For years, Maté struggled with a shopping addiction, spending thousands of dollars on classical music CDs in a single spree, then unable to resist the impulse to do it again weeks later after promising his wife he’d stop. It’s an addiction he refers to as wearing “dainty white gloves” compared to the grinding drug abuse of his Downtown Eastside patients.
But, he writes, “I’ve come to see addiction not as a discrete, solid entity – a case of Either you’ve got it or you don’t got it – but as a subtle and extensive continuum.”
Unless we become fully aware of the drivers of our addiction, he says, we’ll continue to live a life in which “choice” is an illusion.
“Passion creates, addiction consumes”
Is there a difference between a drug addiction and being hooked on a behavior—like sex? The medical community continues to debate the question, but Maté is adamant.
“All addictions, whether to drugs or to behaviors such as compulsive sexual acting out, involve the same brain circuits, the same brain chemicals and evoke the same emotional dynamics,” he says. “Behavior addictions trigger substances internally. So (behavior addicts) are substance addicts.”
Where do we draw the line between addiction and, well, passion? What about the Steve Jobses of the world, who drive themselves-—and others—to push harder, work longer, produce more and do everything better?
“A lot of people make wonderful contributions to the world at their own cost,” says Daniel Maté, Gabor’s son and an editor of his books. “We often lionize unhealthy things.”
To determine whether we’re serving a passion or feeding an addiction, Daniel Maté suggests that it comes down to a simple question, answered honestly: Are you free or are you not free?
His father takes it further. “What function is the addiction performing in your life?” he says. “What questions is it answering . . . and how do we restore that?”
Or, as he writes in Hungry Ghosts, “Passion creates, addiction consumes.”
Compassion for the addict — and ourselves
Responding to addiction requires us not only to care for the body and mind but also the soul, Maté says. The spiritual element of his practice is critical, he says, not only to understand the hard-core street addict but also our own struggle.
“We lack compassion for the addict precisely because we are addicted ourselves in ways we don’t want to accept and because we lack self-compassion,” he says.
And so we treat the addict as an “other” – this criminal, this person making poor choices – to whom we can feel superior.

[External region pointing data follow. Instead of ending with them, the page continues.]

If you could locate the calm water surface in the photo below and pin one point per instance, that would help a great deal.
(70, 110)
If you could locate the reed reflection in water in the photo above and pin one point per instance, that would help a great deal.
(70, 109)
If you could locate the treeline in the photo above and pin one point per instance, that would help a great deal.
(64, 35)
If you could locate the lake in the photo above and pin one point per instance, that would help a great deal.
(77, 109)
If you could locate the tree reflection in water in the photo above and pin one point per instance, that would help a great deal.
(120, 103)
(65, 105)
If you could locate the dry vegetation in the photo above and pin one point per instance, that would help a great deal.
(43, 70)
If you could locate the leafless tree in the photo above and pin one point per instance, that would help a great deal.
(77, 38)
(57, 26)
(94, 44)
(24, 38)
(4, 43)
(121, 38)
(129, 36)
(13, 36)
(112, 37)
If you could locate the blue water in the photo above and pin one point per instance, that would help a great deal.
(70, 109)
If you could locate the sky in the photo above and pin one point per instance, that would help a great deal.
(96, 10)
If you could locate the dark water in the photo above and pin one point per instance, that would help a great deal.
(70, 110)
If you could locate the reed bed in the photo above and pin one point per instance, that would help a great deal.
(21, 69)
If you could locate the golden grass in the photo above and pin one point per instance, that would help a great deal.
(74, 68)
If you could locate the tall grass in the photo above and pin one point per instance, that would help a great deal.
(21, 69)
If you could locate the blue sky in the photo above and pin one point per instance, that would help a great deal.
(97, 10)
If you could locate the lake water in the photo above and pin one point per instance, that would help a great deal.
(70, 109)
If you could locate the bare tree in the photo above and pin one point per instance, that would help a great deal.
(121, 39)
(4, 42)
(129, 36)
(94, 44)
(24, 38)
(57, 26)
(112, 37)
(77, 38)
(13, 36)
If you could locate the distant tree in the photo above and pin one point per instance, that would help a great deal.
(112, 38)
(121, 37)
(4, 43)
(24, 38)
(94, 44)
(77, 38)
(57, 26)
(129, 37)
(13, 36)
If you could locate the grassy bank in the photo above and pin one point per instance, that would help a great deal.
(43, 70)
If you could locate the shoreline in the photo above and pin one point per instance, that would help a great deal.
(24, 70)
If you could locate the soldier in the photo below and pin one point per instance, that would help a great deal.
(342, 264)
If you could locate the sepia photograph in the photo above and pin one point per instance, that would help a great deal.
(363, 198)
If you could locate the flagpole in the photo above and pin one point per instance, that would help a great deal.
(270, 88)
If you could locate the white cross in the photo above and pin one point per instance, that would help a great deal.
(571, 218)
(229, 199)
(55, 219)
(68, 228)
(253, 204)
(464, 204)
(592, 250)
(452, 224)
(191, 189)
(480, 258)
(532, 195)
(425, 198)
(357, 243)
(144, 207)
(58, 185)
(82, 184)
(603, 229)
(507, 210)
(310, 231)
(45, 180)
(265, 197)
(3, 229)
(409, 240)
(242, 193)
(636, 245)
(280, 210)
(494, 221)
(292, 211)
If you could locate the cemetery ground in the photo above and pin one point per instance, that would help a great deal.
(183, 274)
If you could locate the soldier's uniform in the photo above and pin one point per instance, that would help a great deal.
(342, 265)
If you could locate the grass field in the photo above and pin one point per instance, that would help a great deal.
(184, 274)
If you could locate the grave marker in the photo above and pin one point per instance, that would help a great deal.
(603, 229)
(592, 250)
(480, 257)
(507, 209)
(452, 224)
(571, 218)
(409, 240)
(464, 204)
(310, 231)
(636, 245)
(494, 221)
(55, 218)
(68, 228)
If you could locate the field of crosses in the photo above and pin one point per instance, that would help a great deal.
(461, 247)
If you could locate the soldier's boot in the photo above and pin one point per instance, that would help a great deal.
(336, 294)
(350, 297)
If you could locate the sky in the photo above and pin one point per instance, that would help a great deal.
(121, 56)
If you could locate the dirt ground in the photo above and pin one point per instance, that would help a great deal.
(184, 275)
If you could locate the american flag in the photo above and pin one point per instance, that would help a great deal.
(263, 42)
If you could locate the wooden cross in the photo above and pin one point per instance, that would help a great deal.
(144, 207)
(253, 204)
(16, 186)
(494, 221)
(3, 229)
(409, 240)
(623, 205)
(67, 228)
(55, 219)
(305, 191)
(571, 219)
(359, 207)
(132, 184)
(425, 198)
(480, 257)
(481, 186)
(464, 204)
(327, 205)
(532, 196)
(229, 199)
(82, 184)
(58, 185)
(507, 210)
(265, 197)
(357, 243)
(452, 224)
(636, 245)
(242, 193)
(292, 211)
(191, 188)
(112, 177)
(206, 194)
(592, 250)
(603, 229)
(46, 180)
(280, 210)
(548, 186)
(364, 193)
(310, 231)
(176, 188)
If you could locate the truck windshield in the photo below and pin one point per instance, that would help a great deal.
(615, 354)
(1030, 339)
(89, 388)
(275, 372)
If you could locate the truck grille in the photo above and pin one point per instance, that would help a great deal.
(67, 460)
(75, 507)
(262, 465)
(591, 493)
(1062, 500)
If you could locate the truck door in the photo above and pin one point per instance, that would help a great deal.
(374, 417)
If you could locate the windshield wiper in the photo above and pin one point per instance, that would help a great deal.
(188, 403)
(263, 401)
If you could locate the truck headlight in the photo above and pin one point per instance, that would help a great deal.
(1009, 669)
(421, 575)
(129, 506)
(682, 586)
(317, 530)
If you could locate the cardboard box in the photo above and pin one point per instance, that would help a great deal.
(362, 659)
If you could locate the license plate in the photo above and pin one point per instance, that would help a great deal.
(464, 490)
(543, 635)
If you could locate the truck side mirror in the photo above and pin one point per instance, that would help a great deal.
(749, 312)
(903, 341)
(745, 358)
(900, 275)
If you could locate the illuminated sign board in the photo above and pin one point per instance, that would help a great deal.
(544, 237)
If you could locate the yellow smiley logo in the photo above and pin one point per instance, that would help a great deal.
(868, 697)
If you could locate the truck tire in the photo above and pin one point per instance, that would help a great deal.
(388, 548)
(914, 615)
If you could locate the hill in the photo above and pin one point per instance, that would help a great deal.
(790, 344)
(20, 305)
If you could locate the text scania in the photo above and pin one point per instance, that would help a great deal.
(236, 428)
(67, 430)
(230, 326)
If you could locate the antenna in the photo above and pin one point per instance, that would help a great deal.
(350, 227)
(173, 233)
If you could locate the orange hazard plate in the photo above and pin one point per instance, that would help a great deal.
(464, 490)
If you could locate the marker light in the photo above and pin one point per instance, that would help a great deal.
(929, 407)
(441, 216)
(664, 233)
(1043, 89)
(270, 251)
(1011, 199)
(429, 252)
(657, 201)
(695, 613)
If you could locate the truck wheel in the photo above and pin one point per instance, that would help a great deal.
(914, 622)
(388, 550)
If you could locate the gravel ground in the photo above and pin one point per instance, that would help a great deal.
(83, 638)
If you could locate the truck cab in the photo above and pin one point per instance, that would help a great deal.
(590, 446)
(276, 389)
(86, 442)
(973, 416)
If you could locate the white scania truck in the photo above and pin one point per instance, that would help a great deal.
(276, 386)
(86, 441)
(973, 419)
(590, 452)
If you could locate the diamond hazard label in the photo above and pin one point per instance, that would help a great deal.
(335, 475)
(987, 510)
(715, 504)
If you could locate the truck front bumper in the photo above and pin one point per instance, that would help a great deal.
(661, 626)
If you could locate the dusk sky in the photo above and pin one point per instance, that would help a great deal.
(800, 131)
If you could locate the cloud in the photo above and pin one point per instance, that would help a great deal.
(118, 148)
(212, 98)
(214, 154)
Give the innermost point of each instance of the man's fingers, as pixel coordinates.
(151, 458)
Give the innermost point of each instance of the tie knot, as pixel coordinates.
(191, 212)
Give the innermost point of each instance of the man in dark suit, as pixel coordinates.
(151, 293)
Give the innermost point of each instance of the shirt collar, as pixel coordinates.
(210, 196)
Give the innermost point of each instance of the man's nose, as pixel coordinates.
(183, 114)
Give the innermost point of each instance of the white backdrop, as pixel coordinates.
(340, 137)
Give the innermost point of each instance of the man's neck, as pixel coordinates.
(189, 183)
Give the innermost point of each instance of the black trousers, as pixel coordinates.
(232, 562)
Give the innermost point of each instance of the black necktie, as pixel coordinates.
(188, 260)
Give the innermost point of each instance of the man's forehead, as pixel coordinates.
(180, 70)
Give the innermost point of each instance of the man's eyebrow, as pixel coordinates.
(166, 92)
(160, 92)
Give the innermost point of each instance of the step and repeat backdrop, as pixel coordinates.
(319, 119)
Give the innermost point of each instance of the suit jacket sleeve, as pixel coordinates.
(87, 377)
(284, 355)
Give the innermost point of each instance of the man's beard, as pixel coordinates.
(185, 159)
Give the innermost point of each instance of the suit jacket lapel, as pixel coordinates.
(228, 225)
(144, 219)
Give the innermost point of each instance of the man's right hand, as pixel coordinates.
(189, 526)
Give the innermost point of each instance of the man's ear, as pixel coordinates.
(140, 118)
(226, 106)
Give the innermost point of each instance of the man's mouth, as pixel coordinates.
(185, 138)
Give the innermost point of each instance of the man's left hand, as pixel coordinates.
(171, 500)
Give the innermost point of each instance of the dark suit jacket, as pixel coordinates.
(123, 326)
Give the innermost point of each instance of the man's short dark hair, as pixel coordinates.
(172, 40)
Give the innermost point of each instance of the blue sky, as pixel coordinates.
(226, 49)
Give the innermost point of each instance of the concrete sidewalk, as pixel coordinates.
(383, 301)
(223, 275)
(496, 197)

“Compassion is understanding,” he says. “And to understand is to forgive.”
We need, he says, to turn compassion into policy.
“To . . . point the finger at that street-corner drug addict who’s in that position because of that early trauma is blind to say the very least,” Maté said in a 2010 talk at Reed College. “I think that if we developed a more compassionate view of addiction and a more deep understanding of the addict and if we recognized the similarities between the ostracized addict at the social periphery and the rest of society and if we did so with compassion both for them and for the rest of us we would not only have more efficient, more successful drugtreatment programs, we would also have a better society.”